UPDATE2: THE BUG WAS SOLVED! Alexander Wirt patched nfs-kernel-server: by removing the linkage of libtirpc, it now uses the previously method of IPv4 binding, thus not triggering the problem. When/if would rpcbind replace portmap - I don't know.
[ This article describes my analysis to a problem found in Debian Unstable(sid) ]
1. The bug (link)
Since the end of December, a change in nfs-kernel-server package caused a change of behavior in some NFSv3 crucial services: rpc.statd, rpc.mountd. NFS is RPC-based, and as thus, it uses an RPC-to-UDP/TCP address translation service, aka port mapper. These services try to connect to port mapper when they need address translation, and since the recent change they first try to do it over IPv6.
portmap, the current widely-used rpc port mapper service, does not support IPv6. This causes these crucial services to die, and NFSv3 fails to start (actually, with default configuration it even prevents starting an NFSv4 server).
2. So... rpcbind?
While quickly researching the problem, I've leanred that rpcbind is a portmap-alternative, which does provide IPv6 support. While this is not necessarily the solution to the bug (rpc.* services could simply try IPv4 if IPv6 fails), it seems that a transition from portmap to rpcbind should be done anyway:
- rpcbind adds IPv6 support, which is, apparently the future (or is it..).
- Fedora12 (And thus the upcoming RHEL6) has already dropped portmap in favor of rpcbind.
- rpcbind is a fork from Sun, so I assume that modern Solaris also use rpcbind.
- rpcbind's last commit took place on 4 months ago, while portmap's last commit took place 10 months ago.
These reasons might not be strong enough. I just get the feeling that the winds blows toward the rpcbind direction, but I have no idea which code is actually better. It is, of course, possible to improve portmap instead of moving to rpcbind.
3. The current problems of rpcbind transition
- [ UPDATE: FIXED ] The package doesn't install an init script
- [ UPDATE: FIXED ] The package conflicts with portmappackage (e.g. they both listen on the same port), but isn't defined as conflicting
- Filenames conflict as well (/usr/bin/rpcinfo), but the package maintainer solved it by renaming it to /usr/bin/rpcbindinfo
- Many packages depend on portmap only. They should allow rpcbind as well. And should be tested with it.
- Actually.. for packages which cannot work with portmap anymore (such as nfs-kernel-server), if there's no plan to fix the portmap coupling, they should depend on rpcbind only now.

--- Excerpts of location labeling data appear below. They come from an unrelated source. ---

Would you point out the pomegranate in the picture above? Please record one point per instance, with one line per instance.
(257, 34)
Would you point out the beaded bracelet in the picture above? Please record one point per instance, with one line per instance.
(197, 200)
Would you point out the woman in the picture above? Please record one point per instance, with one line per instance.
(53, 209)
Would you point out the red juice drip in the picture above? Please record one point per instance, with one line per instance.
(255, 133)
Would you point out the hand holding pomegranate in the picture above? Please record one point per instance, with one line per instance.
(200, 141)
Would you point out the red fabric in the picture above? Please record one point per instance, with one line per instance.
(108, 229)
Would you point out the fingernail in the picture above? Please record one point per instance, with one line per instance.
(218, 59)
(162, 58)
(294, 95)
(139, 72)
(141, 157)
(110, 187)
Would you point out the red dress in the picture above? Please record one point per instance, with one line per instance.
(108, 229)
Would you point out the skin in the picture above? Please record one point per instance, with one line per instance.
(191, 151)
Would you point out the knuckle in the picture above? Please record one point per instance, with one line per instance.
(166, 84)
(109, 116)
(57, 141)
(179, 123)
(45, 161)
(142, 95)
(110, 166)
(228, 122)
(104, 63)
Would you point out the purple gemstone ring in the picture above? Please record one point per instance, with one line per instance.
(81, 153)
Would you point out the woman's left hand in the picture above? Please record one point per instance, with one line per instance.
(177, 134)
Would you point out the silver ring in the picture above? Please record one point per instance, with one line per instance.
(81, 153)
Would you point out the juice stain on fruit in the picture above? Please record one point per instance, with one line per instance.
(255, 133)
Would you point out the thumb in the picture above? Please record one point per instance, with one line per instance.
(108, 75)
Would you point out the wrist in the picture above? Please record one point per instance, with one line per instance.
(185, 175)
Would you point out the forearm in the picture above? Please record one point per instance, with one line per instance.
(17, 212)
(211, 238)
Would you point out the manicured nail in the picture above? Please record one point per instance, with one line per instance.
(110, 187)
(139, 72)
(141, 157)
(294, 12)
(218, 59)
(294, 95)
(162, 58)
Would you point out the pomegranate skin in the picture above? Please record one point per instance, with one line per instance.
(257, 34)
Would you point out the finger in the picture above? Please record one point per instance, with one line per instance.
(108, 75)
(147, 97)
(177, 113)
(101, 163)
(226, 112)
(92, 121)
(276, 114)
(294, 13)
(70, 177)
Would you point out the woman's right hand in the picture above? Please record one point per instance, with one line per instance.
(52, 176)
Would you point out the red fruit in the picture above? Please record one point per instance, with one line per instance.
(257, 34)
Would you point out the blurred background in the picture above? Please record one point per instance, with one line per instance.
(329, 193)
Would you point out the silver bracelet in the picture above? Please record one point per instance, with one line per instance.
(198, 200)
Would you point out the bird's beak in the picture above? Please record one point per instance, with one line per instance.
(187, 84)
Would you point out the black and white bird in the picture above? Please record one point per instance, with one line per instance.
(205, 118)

4. Why am I blogging this?
As always, to help people research their problem. According to popcon there are more than 10,000 Debian sid users, and that's a lot of people potentially having NFS server problems.
And, because I'm a bit worried. Well, worried is a big word, it's just a distro after all. Well, an unstable distro, even. Still, this is quite a major issue, and in the last 10 days I've hardly noticed any activity in the Debian community regarding this one. Only today it was mentioned on the mailing lists (yes, I know, I should have done this myself), and no replies yet. So, I hope that smart Debian guys would check it out and find the right recipe.
5. Oh, and a quick, dirty solution until they fix it 🙂
a. aptitude remove portmap (or just stop it and remove it from the boot sequence)
b. aptitude install rpcbind 0.2.0-2
c. Put an init script in /etc/init.d/rpcbind (here's my recommended script)
d. Add rpcbind to /etc/insserv.conf, in the "portmap" line (so init script that depend on $portmap would depend on rpcbind also)
e. Run insserv /etc/init.d/rpcbind to reorder the init scripts.
f. Reboot (or start rpcbind and then all the rpc services).